If anyone is qualified to comment on issues of race, urban violence, and policing, it is Marilyn Mosby. Born to an unmarried high school junior in the gritty Dorchester neighborhood of south Boston, she was raised alongside her younger brother and sister in a house full of cops: Her grandfather was on the force, as was her mother, as was her uncle next door. “It gives me perspective,” she says. “I know the majority of police officers are outstanding, dedicated, loyal public servants, just like my family.” The house she grew up in, nicknamed the Police House, was a boisterous place, where Marilyn’s grandparents would host competitive karaoke nights around the family pool. “The entire community would come,” she says, “which is annoying when it’s 4:00 a.m. and you’re trying to study.”

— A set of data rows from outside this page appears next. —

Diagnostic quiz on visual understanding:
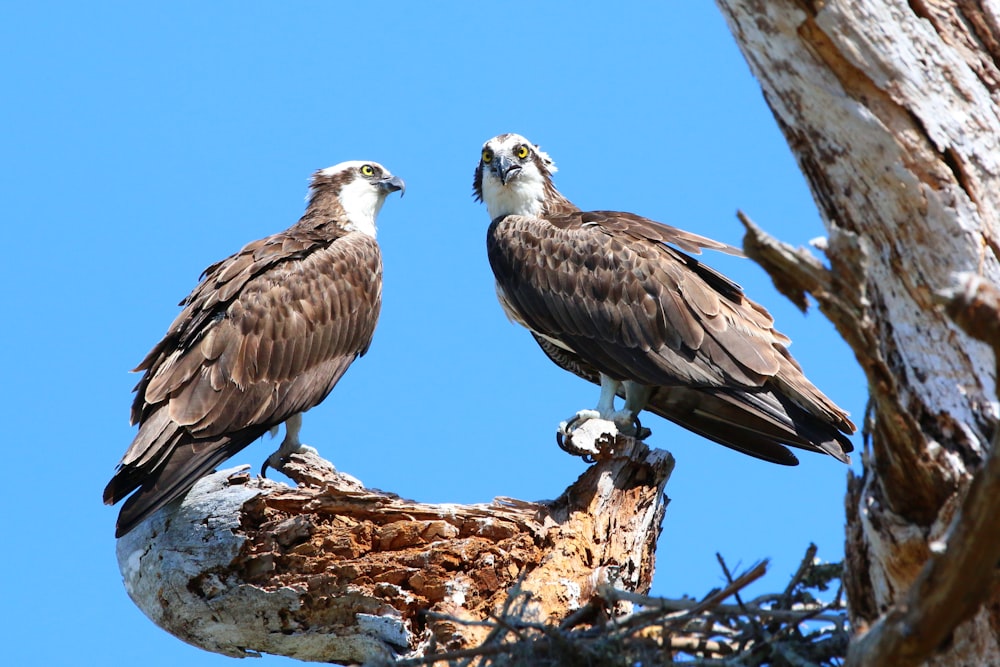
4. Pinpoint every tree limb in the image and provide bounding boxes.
[846,274,1000,667]
[118,436,673,663]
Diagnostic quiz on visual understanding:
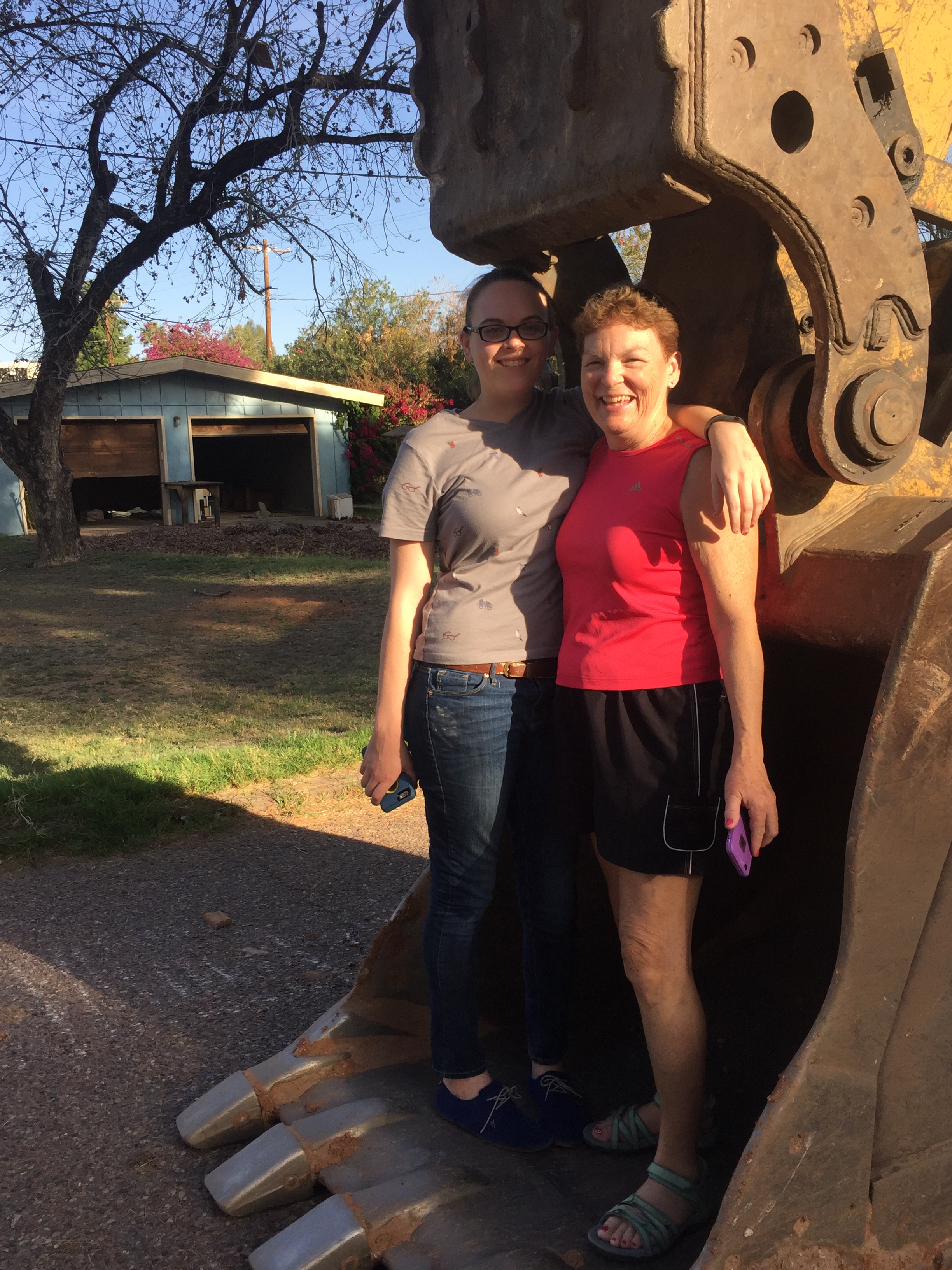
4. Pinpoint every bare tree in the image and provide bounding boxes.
[0,0,415,565]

Her mother, Linda, describes Marilyn as “a determined little girl. When she was a baby, I had to rock her to sleep to a specific song, Michael Jackson’s ‘Rock with You.’ ” Linda enrolled her daughter in a desegregation program that bused Marilyn an hour away to one of the top schools in the state, where she was at first the only Black student. “She soared through the curriculum,” remembers Monique Marshall Veale, an administrator who became a mentor to Marilyn. “I can still hear her voice in the halls in eighth grade. She challenged anything that didn’t feel right or sound right.” Then, the summer before ninth grade, Marilyn experienced a tragedy at home. Her seventeen-year-old cousin Diron Spence was shot and killed just steps from her house when, she says, he was mistaken for a local drug dealer. As Mosby describes Diron lying in the street, emotion catches in her voice. “We were raised like brother and sister, and both wanted to be first-generation college graduates.” The trauma of that scene has never left her.